Ada Ruang Transisi Meski wajib penyesuaian, pemerintah memberikan kelonggaran. RKAB 2026 yang sudah disetujui sebelumnya tetap bisa jadi dasar operasi hingga 31 Maret 2026, asalkan pengusaha sudah mengajukan permohonan penyesuaian namun belum mendapat restu resmi.

Namun, pemerintah memberikan syarat ketat bagi perusahaan yang ingin tetap beroperasi di masa transisi ini, yaitu:

  1. Sudah punya persetujuan RKAB 2026 skema tiga tahunan.

  2. Sudah mengajukan penyesuaian RKAB 2026 di sistem informasi.

  3. Sudah menempatkan jaminan reklamasi tahap operasi produksi 2025.

  4. Mengantongi Persetujuan Penggunaan Kawasan Hutan (PPKH) jika masuk area hutan.

Produksi Dibatasi Maksimal 25 Persen Sebagai bentuk pengendalian agar tidak terjadi overproduction di masa transisi, Dirjen Minerba membatasi kuota produksi.

“Pemegang izin yang memenuhi ketentuan hanya diperbolehkan melakukan produksi maksimal 25 persen dari rencana produksi 2026 hingga batas waktu 31 Maret 2026,” tegas beleid tersebut.

Pembatasan ini bertujuan menjaga keseimbangan antara keberlangsungan bisnis dan kepatuhan regulasi.
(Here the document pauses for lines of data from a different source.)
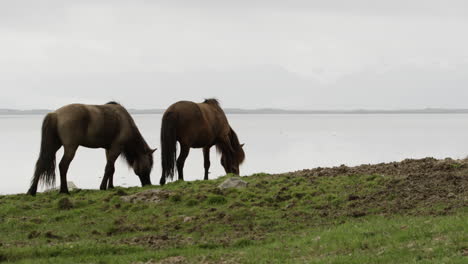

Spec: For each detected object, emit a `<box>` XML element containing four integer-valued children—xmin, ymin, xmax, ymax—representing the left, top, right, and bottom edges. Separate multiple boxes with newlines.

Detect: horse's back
<box><xmin>163</xmin><ymin>101</ymin><xmax>229</xmax><ymax>148</ymax></box>
<box><xmin>55</xmin><ymin>104</ymin><xmax>127</xmax><ymax>148</ymax></box>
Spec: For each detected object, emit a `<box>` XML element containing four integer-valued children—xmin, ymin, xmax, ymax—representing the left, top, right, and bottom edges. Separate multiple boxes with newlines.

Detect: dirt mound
<box><xmin>121</xmin><ymin>235</ymin><xmax>192</xmax><ymax>249</ymax></box>
<box><xmin>121</xmin><ymin>189</ymin><xmax>171</xmax><ymax>203</ymax></box>
<box><xmin>288</xmin><ymin>158</ymin><xmax>468</xmax><ymax>214</ymax></box>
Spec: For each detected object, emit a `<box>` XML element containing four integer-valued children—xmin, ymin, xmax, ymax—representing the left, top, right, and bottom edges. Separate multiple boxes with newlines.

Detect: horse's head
<box><xmin>221</xmin><ymin>144</ymin><xmax>245</xmax><ymax>175</ymax></box>
<box><xmin>133</xmin><ymin>149</ymin><xmax>156</xmax><ymax>186</ymax></box>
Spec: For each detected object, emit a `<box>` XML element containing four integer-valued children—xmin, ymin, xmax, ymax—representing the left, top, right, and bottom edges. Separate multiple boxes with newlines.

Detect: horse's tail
<box><xmin>28</xmin><ymin>113</ymin><xmax>61</xmax><ymax>195</ymax></box>
<box><xmin>160</xmin><ymin>112</ymin><xmax>177</xmax><ymax>185</ymax></box>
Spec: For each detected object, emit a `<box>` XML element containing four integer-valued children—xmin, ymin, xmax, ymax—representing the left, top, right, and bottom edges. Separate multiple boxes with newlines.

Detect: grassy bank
<box><xmin>0</xmin><ymin>159</ymin><xmax>468</xmax><ymax>263</ymax></box>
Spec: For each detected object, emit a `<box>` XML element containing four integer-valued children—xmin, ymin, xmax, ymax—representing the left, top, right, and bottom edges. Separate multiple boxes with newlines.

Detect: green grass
<box><xmin>0</xmin><ymin>174</ymin><xmax>468</xmax><ymax>263</ymax></box>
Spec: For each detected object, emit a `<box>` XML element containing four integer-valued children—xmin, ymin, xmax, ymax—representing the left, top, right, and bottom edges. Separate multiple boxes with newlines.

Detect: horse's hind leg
<box><xmin>203</xmin><ymin>147</ymin><xmax>211</xmax><ymax>180</ymax></box>
<box><xmin>59</xmin><ymin>145</ymin><xmax>78</xmax><ymax>194</ymax></box>
<box><xmin>99</xmin><ymin>148</ymin><xmax>120</xmax><ymax>190</ymax></box>
<box><xmin>177</xmin><ymin>145</ymin><xmax>190</xmax><ymax>181</ymax></box>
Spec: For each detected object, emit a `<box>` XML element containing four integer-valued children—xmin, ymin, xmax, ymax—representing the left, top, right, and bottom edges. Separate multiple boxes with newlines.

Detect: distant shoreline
<box><xmin>0</xmin><ymin>108</ymin><xmax>468</xmax><ymax>115</ymax></box>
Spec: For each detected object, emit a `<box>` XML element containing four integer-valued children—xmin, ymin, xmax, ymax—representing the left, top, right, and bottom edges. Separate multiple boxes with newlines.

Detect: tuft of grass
<box><xmin>57</xmin><ymin>197</ymin><xmax>73</xmax><ymax>210</ymax></box>
<box><xmin>206</xmin><ymin>195</ymin><xmax>227</xmax><ymax>205</ymax></box>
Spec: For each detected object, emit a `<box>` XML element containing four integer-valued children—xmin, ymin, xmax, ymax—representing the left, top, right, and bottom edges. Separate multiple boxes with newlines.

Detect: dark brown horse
<box><xmin>160</xmin><ymin>99</ymin><xmax>245</xmax><ymax>185</ymax></box>
<box><xmin>28</xmin><ymin>102</ymin><xmax>156</xmax><ymax>195</ymax></box>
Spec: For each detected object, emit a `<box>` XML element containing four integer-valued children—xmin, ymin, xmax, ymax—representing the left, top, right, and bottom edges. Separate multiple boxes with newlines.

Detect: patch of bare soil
<box><xmin>121</xmin><ymin>189</ymin><xmax>171</xmax><ymax>203</ymax></box>
<box><xmin>133</xmin><ymin>256</ymin><xmax>189</xmax><ymax>264</ymax></box>
<box><xmin>121</xmin><ymin>235</ymin><xmax>192</xmax><ymax>250</ymax></box>
<box><xmin>288</xmin><ymin>158</ymin><xmax>468</xmax><ymax>216</ymax></box>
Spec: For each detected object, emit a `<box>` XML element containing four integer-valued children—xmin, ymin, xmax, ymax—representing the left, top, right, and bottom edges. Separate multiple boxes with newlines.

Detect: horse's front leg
<box><xmin>203</xmin><ymin>147</ymin><xmax>211</xmax><ymax>180</ymax></box>
<box><xmin>59</xmin><ymin>145</ymin><xmax>78</xmax><ymax>194</ymax></box>
<box><xmin>99</xmin><ymin>148</ymin><xmax>120</xmax><ymax>190</ymax></box>
<box><xmin>177</xmin><ymin>145</ymin><xmax>190</xmax><ymax>181</ymax></box>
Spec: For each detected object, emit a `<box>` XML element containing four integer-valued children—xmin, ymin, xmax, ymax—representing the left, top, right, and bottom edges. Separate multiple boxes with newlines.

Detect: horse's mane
<box><xmin>113</xmin><ymin>102</ymin><xmax>153</xmax><ymax>167</ymax></box>
<box><xmin>203</xmin><ymin>98</ymin><xmax>219</xmax><ymax>107</ymax></box>
<box><xmin>216</xmin><ymin>127</ymin><xmax>245</xmax><ymax>165</ymax></box>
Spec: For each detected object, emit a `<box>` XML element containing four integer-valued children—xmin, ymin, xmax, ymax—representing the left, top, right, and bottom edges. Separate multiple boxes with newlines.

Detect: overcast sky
<box><xmin>0</xmin><ymin>0</ymin><xmax>468</xmax><ymax>109</ymax></box>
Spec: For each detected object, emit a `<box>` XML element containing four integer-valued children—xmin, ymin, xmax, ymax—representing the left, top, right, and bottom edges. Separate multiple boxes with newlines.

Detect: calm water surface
<box><xmin>0</xmin><ymin>114</ymin><xmax>468</xmax><ymax>194</ymax></box>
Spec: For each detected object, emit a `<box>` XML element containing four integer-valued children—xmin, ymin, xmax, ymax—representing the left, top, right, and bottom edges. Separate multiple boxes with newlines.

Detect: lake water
<box><xmin>0</xmin><ymin>114</ymin><xmax>468</xmax><ymax>194</ymax></box>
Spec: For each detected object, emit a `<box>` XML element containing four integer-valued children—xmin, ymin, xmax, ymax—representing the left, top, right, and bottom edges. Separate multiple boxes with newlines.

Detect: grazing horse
<box><xmin>160</xmin><ymin>99</ymin><xmax>245</xmax><ymax>185</ymax></box>
<box><xmin>28</xmin><ymin>102</ymin><xmax>156</xmax><ymax>195</ymax></box>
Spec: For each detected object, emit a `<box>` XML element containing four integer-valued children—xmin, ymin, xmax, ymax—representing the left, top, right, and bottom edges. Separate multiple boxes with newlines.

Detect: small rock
<box><xmin>28</xmin><ymin>231</ymin><xmax>41</xmax><ymax>239</ymax></box>
<box><xmin>121</xmin><ymin>189</ymin><xmax>171</xmax><ymax>203</ymax></box>
<box><xmin>218</xmin><ymin>177</ymin><xmax>248</xmax><ymax>190</ymax></box>
<box><xmin>45</xmin><ymin>181</ymin><xmax>80</xmax><ymax>192</ymax></box>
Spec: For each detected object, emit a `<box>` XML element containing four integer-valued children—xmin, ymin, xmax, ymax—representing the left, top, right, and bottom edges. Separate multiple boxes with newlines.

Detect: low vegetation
<box><xmin>0</xmin><ymin>159</ymin><xmax>468</xmax><ymax>263</ymax></box>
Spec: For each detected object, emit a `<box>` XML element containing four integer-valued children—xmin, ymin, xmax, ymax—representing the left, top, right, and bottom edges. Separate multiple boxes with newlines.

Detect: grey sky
<box><xmin>0</xmin><ymin>0</ymin><xmax>468</xmax><ymax>109</ymax></box>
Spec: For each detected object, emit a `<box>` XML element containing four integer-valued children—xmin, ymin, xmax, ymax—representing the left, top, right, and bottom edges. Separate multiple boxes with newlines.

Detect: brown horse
<box><xmin>28</xmin><ymin>102</ymin><xmax>156</xmax><ymax>195</ymax></box>
<box><xmin>160</xmin><ymin>99</ymin><xmax>245</xmax><ymax>185</ymax></box>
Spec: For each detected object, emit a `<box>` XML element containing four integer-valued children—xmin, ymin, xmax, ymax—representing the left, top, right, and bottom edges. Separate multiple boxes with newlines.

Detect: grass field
<box><xmin>0</xmin><ymin>160</ymin><xmax>468</xmax><ymax>263</ymax></box>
Kementerian ESDM mewanti-wanti, jika penyesuaian RKAB 2026 sudah disetujui, maka dokumen terbaru itulah yang menjadi satu-satunya pedoman resmi perusahaan.

Langkah ini diambil pemerintah untuk menjamin kepastian hukum sekaligus memastikan tata kelola sektor mineral dan batu bara tetap berada di bawah pengawasan ketat.